Coming off one of the strongest years on record, Houston’s commercial real estate market is poised for more growth in 2014, industry experts said today.
Activity this year may not be quite as strong as it was in 2013 as the job market moderates, but leasing of office space, apartments and shopping centers is expected to remain strong for the coming years.
“The story continues to be very good,” said Mark Taylor, senior managing director of CBRE in Houston, at the company’s quarterly presentation on the commercial real estate market.
Real estate brokers from CBRE presented their outlooks for their respective specialties at a quarterly event Monday.
Here’s what they are saying:
- The office market — Companies occupied an additional 4.9 million square feet last year. Demand hasn’t been this strong since 2006. There is 14 million square feet of new space under construction and only a portion of that space is coming onto the market vacant.

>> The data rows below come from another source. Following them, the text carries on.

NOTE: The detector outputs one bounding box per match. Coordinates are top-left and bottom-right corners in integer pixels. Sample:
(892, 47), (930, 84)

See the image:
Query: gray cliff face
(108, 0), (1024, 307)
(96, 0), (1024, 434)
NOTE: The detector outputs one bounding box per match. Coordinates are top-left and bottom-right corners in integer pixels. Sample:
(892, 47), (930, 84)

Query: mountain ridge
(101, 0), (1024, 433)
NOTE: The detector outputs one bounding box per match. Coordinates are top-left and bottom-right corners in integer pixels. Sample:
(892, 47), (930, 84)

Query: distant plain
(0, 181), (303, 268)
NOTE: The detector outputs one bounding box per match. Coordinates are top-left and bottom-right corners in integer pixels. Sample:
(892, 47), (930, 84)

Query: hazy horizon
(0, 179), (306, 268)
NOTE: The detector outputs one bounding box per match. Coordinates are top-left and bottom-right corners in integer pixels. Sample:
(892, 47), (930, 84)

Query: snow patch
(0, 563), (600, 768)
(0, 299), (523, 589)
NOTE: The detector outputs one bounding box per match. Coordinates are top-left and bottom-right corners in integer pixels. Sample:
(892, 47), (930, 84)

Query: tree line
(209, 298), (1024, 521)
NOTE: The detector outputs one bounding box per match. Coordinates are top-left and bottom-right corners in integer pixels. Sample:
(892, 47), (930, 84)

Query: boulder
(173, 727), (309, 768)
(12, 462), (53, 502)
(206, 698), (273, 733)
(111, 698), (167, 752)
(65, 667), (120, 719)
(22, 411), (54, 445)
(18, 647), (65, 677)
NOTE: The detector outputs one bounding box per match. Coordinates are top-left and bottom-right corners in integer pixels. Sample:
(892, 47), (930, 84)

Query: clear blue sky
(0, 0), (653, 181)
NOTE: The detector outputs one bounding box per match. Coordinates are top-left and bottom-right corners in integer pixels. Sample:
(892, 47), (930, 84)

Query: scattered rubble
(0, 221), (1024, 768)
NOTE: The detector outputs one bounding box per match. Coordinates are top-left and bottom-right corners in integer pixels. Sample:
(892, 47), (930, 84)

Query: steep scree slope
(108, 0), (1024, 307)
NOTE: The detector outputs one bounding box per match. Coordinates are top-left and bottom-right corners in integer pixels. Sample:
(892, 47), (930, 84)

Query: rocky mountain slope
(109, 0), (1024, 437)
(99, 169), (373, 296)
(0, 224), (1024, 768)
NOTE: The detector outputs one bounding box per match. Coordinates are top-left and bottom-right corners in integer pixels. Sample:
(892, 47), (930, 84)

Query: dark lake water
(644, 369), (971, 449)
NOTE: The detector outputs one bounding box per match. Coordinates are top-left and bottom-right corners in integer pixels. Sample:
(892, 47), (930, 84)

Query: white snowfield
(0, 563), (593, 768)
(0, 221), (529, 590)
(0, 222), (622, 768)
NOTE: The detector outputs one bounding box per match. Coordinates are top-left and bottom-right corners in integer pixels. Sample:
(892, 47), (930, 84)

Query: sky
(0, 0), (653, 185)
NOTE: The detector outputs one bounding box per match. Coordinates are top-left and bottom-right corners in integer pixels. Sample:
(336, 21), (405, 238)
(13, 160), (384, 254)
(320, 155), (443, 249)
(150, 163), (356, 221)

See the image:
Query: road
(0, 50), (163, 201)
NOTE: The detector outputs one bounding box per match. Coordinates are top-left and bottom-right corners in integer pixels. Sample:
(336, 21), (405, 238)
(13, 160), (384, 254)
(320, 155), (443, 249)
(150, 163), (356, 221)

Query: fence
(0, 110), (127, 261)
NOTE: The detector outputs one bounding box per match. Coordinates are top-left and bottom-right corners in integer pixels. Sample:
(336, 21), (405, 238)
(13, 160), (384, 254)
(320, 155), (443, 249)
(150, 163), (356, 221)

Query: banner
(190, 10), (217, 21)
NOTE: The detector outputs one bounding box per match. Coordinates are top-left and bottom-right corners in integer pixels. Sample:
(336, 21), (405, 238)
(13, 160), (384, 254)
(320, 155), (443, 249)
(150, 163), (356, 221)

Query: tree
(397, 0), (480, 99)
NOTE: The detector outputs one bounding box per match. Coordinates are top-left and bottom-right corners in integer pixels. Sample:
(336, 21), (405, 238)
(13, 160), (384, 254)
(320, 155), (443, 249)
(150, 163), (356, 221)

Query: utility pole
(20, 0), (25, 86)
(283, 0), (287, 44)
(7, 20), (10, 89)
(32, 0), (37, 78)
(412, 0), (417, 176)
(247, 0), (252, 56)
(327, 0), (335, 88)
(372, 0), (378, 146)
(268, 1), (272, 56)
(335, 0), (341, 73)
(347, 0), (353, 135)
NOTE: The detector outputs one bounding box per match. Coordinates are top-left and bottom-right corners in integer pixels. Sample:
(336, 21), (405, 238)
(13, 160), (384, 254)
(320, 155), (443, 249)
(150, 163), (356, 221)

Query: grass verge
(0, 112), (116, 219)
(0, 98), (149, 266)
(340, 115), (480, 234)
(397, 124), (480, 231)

- The industrial market — Houston-area industrial space is only 5 percent vacant and 8 million square feet of space is under construction. That’s not much, considering the size of the market.
- The apartment market — Some 6,600 apartments are under construction inside the 610 Loop where the trend is to build upscale complexes near shops, bars and restaurants. Demand from young professionals is pushing up rents, which averaged $1.57 per square foot for the newest units with a high-level of amenities. Rents are up for older apartments too, as builders increasingly tear down the city’s aging stock of apartments reducing supply for so-called “workforce housing.”
- The retail market — Rents in shopping centers, as Houston’s overall retail vacancy was 7.4 percent in the fourth quarter, down from 8 percent the previous year. Only about 2 million square feet of space is under construction, nearly half of which is being built for grocers. But if last year was the year of the grocery store, 2014 will be the year of the pizza place as at least a half-dozen new restaurants specializing in pizza expand here.